Frequently Asked Questions about Property Law

Q. Is the booking deposit which I pay to an auctioneer refundable?

A. Yes, booking deposits are fully refundable until such time as a binding contract for sale comes into existence. If you change your mind about buying a property before signing contracts for sale you are automatically entitled to a refund of your booking deposit.


Q. When does a contract for sale become binding?

A. A contract for sale becomes binding when it has been executed by both parties, exchanged and some form of deposit paid.


Q. When buying a second hand house, do I still need to carry out a survey even though my Bank's valuer has already looked at the property?

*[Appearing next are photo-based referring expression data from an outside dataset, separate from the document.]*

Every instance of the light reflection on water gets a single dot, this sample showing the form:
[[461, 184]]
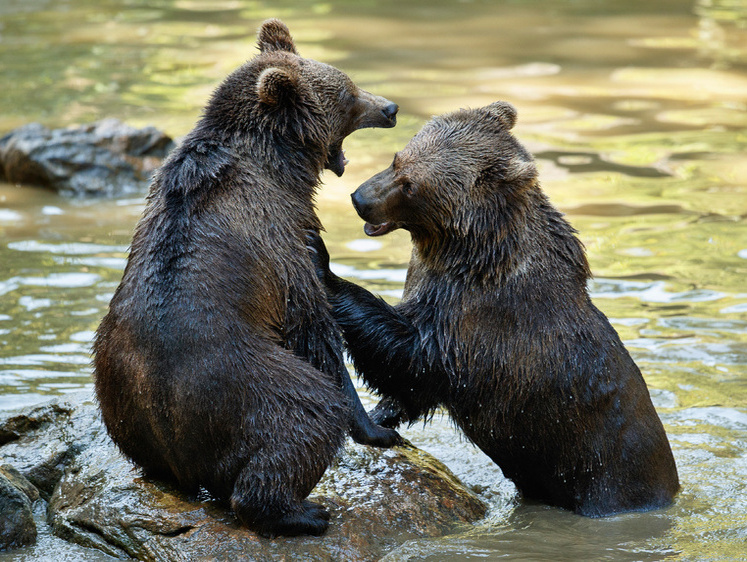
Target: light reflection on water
[[635, 112]]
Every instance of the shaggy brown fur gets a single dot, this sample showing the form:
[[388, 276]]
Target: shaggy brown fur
[[219, 364], [496, 323]]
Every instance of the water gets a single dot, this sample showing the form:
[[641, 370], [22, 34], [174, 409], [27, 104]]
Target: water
[[636, 112]]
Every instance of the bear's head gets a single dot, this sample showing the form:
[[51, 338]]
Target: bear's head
[[305, 105], [452, 179]]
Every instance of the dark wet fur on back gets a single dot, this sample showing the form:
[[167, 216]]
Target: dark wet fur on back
[[219, 364], [496, 324]]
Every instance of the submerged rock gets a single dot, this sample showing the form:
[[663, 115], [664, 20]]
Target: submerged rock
[[17, 526], [107, 157], [378, 498]]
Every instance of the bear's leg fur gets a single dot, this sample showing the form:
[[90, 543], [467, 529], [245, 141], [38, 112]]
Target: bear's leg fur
[[273, 514], [385, 345]]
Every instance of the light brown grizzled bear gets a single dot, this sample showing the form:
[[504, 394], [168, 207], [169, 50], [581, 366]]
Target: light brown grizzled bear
[[496, 324]]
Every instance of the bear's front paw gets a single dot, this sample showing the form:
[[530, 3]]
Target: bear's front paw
[[388, 413], [376, 436]]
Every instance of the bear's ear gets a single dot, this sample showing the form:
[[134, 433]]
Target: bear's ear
[[504, 112], [275, 36], [277, 86]]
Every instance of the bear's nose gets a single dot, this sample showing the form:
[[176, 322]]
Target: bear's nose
[[356, 203], [390, 111]]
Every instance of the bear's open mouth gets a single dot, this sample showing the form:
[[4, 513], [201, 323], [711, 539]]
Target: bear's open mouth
[[378, 229], [336, 160]]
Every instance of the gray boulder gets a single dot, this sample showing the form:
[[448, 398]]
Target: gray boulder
[[378, 498], [102, 158], [17, 525]]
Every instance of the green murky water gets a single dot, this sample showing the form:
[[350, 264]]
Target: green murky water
[[636, 111]]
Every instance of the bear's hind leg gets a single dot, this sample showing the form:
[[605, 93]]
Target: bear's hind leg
[[272, 513]]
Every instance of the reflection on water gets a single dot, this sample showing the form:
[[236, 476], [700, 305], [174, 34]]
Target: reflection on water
[[635, 111]]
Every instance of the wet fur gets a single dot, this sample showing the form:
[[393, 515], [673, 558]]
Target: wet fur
[[496, 324], [219, 364]]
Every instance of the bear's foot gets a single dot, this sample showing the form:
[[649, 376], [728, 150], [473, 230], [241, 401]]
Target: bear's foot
[[388, 413], [311, 519], [366, 432]]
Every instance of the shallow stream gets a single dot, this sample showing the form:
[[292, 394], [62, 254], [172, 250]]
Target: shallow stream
[[636, 112]]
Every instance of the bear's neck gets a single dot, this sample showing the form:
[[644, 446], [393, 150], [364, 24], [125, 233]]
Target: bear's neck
[[285, 154], [498, 243]]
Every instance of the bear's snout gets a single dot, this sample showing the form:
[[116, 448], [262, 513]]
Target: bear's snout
[[359, 204], [390, 113]]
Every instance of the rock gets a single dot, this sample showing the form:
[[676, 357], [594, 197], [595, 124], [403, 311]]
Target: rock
[[40, 442], [17, 525], [378, 498], [103, 158]]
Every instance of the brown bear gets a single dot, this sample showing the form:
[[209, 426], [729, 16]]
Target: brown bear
[[219, 365], [496, 324]]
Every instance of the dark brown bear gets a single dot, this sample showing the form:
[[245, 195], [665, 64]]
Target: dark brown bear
[[496, 324], [219, 364]]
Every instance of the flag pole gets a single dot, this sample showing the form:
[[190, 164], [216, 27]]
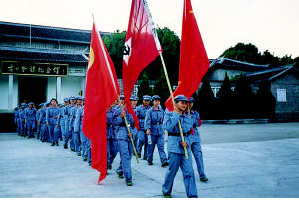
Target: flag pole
[[155, 35], [128, 129], [171, 94]]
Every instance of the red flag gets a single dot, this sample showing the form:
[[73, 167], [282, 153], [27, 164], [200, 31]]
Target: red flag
[[194, 61], [101, 91], [141, 48]]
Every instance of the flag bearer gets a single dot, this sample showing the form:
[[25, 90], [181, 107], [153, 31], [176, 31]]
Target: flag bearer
[[112, 144], [75, 136], [154, 130], [16, 119], [176, 156], [134, 101], [38, 113], [124, 144], [78, 130], [22, 119], [68, 133], [62, 117], [51, 120], [42, 122], [195, 142], [141, 112], [30, 115]]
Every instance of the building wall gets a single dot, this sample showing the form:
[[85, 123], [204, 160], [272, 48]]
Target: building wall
[[4, 92], [287, 85]]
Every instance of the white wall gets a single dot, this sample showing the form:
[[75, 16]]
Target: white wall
[[51, 88]]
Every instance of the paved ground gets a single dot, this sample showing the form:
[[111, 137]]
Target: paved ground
[[253, 160]]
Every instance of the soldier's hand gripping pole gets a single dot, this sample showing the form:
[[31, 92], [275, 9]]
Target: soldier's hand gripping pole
[[171, 94], [128, 129]]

A. Yes, we highly recommend that you carry out a survey by a structural engineer or surveyor. When you buy a second-hand house the principle of "Buyer Beware" applies. This means that you are buying the property warts and all. A valuer for the Bank will carry out a very superficial inspection of the property merely to ascertain the market value of the property. They are not in any way certifying the property to be structurally sound. It is therefore very important to arrange for a comprehensive survey of the property so that you are fully aware of the state of repair of the property.


Q. When do I have to pay stamp duty?

A. Stamp duty is payable within 30 days of completing your purchase. If the stamp duty payable is not paid within the 30 day period, substantial penalties may be imposed by the Revenue Commissioners.


Q. How long will the conveyancing transaction take?

A. Unfortunately this is one question that cannot be answered with any degree of accuracy, as each transaction is unique. This depends upon how organised both the Vendors and Purchasers are and how quickly each want to complete. The most common reason for a transaction not completing on time is a delay in the issue of a loan cheque.


Q. How long does it take for a loan cheque to issue?

A. Most lending institutions issue loan cheques or funds by Electronic Fund Transfer within five working days of receiving a cheque request provided all formalities such as insurance have been complied with. If all formalities have not been complied with, then there will be a delay in the issue of your loan cheque.


It is always recommended that when asking your solicitor to request your loan cheque that you contact your mortgage adviser/broker to ensure that all the conditions of your loan approval have been complied with.


Q. What if I decide to change my mind and not buy a property after I have signed contracts?

A. Never a good idea! You are essentially throwing yourself on the mercy of the Vendor. If the Vendor is not prepared to let you walk away from the transaction, at the very least you run the risk of losing your deposit, but also may be forced by the courts to go ahead and buy the property by way of an order for specific performance.


Furthermore, if the vendor on the re-sale of a property gets a lower price than contract price to you, you may be liable to pay the difference between both contracts. The deposit which was forfeited acts as a credit.

If you have any reservations about purchasing a property, don't sign the contract.


Q. What is the difference between a joint tenancy and a tenancy in common?

A. Ownership of a property is often described as either being a joint tenancy or a tenancy in common. A joint tenancy is where a property is owned collectively, and is not split up into separate shares. If one of the joint tenants dies, the other surviving Joint Tenant(s) take the ownership of the property automatically by way of survivorship. This type of ownership is most commonly held between husband and wife.


Tenancy in common on the other hand involves a division of the ownership of the property into separate and distinct shares. If one of the tenants in common dies, his share remains intact and passes under the terms of his will and not by way of survivorship. This type of ownership is most commonly found in a business context.


Q. Who should I get to do a snag list inspection?

A. There is no hard and fast rule about this. An architect/Engineer is the obvious choice. However, another builder is often a good alternative as they know where to look for any corners that have been cut. A snag list does not follow any set format. All that is required is that the information be set out clearly so that the Builders can follow what needs to be done.